VMware Cloud on AWS provides an ability to specify cores to socket assignment while configuring vCPU resources of your VM. Accurately represent to the OS the underlying CPU topology of your physical server. As the number of physical cores on a physical socket on a server model used in VMware Cloud on AWS may vary from you on-premises configuration, we recommend to recheck cores to socket assignment using the following rule: If the VM isn’t wide, it should have only one virtual socket, if the number of vCPUs can only fit into two sockets, create two virtual sockets (not 2 cores per socket).

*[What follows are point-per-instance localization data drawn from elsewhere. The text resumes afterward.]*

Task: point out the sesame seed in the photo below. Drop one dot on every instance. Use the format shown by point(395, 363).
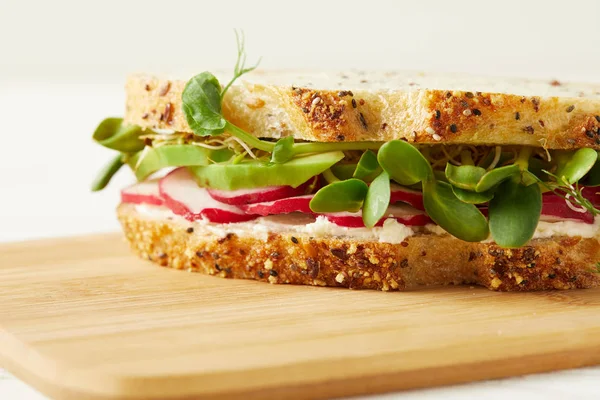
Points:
point(362, 120)
point(165, 89)
point(529, 129)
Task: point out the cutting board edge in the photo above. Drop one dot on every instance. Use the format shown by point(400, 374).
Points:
point(350, 385)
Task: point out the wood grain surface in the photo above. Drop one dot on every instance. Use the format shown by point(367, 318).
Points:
point(82, 318)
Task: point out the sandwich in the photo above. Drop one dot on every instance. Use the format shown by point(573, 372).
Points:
point(363, 180)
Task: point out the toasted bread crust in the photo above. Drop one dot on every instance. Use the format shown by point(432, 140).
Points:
point(430, 116)
point(560, 262)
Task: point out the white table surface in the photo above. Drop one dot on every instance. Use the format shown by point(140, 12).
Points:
point(46, 169)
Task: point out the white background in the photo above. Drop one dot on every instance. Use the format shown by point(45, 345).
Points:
point(63, 63)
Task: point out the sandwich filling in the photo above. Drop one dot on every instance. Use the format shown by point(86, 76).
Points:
point(386, 191)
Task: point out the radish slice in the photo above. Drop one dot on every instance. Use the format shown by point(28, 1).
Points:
point(281, 206)
point(402, 213)
point(184, 197)
point(260, 195)
point(410, 196)
point(142, 193)
point(555, 209)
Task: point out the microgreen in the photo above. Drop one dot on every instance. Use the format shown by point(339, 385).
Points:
point(338, 195)
point(107, 172)
point(577, 165)
point(572, 193)
point(256, 173)
point(367, 167)
point(113, 134)
point(377, 200)
point(152, 159)
point(460, 219)
point(465, 176)
point(494, 177)
point(514, 213)
point(240, 64)
point(471, 197)
point(593, 176)
point(404, 163)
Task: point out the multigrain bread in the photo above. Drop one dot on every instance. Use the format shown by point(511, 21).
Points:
point(382, 106)
point(559, 262)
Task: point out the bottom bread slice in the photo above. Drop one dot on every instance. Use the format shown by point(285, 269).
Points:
point(559, 262)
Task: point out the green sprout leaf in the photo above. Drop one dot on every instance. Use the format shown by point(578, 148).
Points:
point(514, 213)
point(593, 177)
point(464, 177)
point(471, 197)
point(201, 101)
point(240, 65)
point(578, 165)
point(368, 167)
point(111, 133)
point(283, 150)
point(496, 176)
point(347, 195)
point(249, 174)
point(404, 163)
point(377, 200)
point(460, 219)
point(152, 159)
point(107, 172)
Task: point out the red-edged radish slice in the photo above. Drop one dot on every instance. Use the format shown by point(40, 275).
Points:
point(184, 197)
point(402, 213)
point(261, 195)
point(410, 196)
point(556, 209)
point(281, 206)
point(142, 193)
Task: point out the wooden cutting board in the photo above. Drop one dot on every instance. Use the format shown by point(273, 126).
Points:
point(82, 318)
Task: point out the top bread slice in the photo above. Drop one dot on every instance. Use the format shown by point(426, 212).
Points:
point(382, 106)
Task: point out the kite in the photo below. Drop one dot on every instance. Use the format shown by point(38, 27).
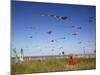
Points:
point(63, 53)
point(71, 62)
point(79, 27)
point(30, 37)
point(16, 56)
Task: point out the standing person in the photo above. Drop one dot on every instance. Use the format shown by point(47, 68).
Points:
point(15, 55)
point(21, 56)
point(71, 64)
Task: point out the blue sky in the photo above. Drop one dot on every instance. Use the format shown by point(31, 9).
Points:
point(29, 14)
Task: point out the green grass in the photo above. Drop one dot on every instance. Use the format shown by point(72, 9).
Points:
point(52, 65)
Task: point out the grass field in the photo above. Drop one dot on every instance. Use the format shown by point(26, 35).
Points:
point(52, 65)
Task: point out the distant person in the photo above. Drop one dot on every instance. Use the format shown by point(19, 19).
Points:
point(21, 56)
point(71, 63)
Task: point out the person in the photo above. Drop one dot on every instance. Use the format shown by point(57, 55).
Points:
point(71, 63)
point(21, 56)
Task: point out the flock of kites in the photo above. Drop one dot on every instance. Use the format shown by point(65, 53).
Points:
point(61, 18)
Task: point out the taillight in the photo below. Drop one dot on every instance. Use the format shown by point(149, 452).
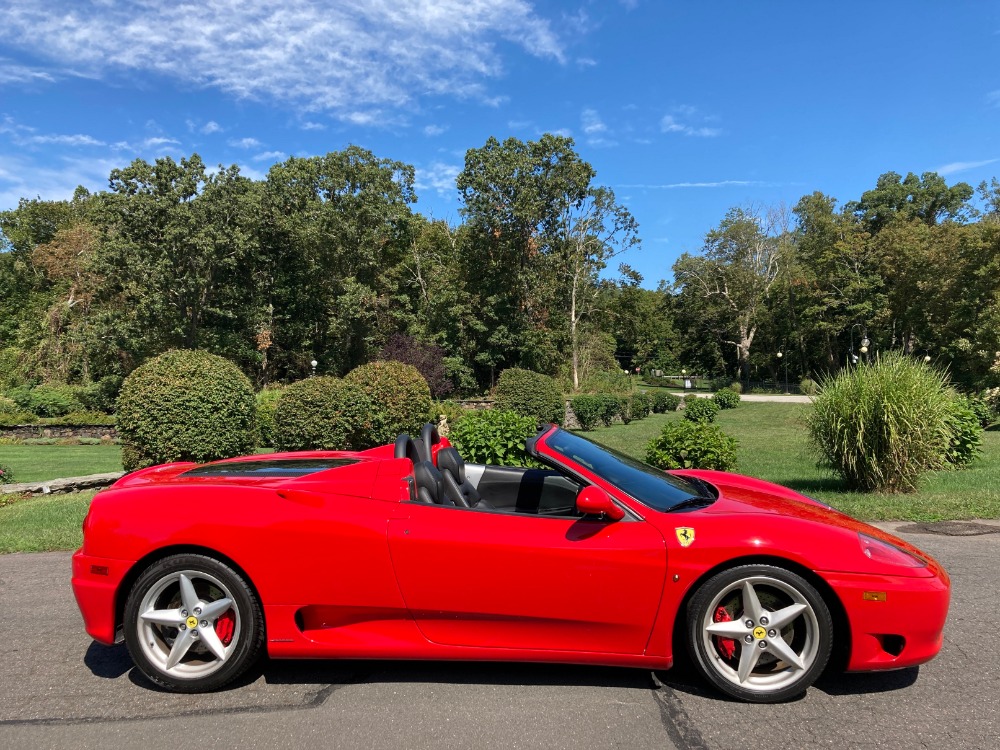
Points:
point(888, 554)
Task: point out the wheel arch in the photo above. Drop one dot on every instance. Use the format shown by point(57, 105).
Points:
point(841, 625)
point(142, 564)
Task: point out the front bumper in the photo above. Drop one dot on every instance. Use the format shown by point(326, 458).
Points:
point(895, 621)
point(95, 586)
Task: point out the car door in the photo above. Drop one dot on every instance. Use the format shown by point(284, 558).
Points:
point(515, 580)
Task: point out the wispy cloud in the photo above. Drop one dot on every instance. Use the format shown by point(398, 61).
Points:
point(438, 176)
point(341, 57)
point(687, 120)
point(963, 166)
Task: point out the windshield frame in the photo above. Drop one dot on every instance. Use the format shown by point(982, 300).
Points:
point(648, 486)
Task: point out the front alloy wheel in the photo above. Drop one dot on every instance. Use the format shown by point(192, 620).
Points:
point(192, 624)
point(759, 633)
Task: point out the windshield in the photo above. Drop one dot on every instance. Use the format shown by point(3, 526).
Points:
point(649, 486)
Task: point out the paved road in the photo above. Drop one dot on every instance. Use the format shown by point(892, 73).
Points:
point(58, 689)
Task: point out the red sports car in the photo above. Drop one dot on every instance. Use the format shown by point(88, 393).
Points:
point(405, 552)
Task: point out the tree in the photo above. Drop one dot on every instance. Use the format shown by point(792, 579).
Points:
point(737, 270)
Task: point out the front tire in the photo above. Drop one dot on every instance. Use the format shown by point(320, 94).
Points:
point(192, 624)
point(759, 633)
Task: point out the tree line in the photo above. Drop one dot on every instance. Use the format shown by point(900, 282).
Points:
point(325, 260)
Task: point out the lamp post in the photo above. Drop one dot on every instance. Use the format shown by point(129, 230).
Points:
point(781, 358)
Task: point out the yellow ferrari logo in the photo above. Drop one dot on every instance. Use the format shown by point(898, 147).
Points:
point(685, 535)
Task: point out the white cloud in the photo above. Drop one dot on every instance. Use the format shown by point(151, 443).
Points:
point(271, 156)
point(438, 176)
point(343, 57)
point(244, 143)
point(963, 166)
point(687, 120)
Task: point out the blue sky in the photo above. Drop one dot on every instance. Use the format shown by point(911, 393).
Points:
point(685, 109)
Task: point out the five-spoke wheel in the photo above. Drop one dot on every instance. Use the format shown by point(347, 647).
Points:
point(192, 623)
point(759, 633)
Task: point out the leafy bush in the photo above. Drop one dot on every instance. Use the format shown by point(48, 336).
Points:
point(690, 444)
point(610, 407)
point(966, 440)
point(323, 413)
point(700, 410)
point(399, 398)
point(267, 405)
point(809, 387)
point(726, 398)
point(587, 409)
point(493, 437)
point(185, 406)
point(882, 425)
point(530, 394)
point(664, 402)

The following examples illustrates the rule:

  • For a VM with 24 vCPUs, running on an i3 server, the recommended configuration will be 12 cores/2 sockets (24 vCPUs > 18 physical cores on one physcial socket)
  • For a VM with 24 vCPUs, running on an i3en host, the recommended configuration will be 24 cores/1 socket (24 VM cores == 24 physical cores on one physical socket)

In VMware Cloud on AWS avoid VM CPU configurations with more than two virtual sockets – such configurations might negatively impact application performance.  Guest OS will not be able to effectively use the accurate cache topology information (since VMware Cloud on AWS hosts have only two physical sockets).

NOTE: VMware Cloud on AWS has the “autosizing of vNUMA” feature for a VM turned on. “Cores per Socket” setting is not taken into account while creating the vNUMA topology. If migrating from vSphere versions prior to 6.5, recheck the VM vNUMA configuration if modification to “Cores per Socket” was made.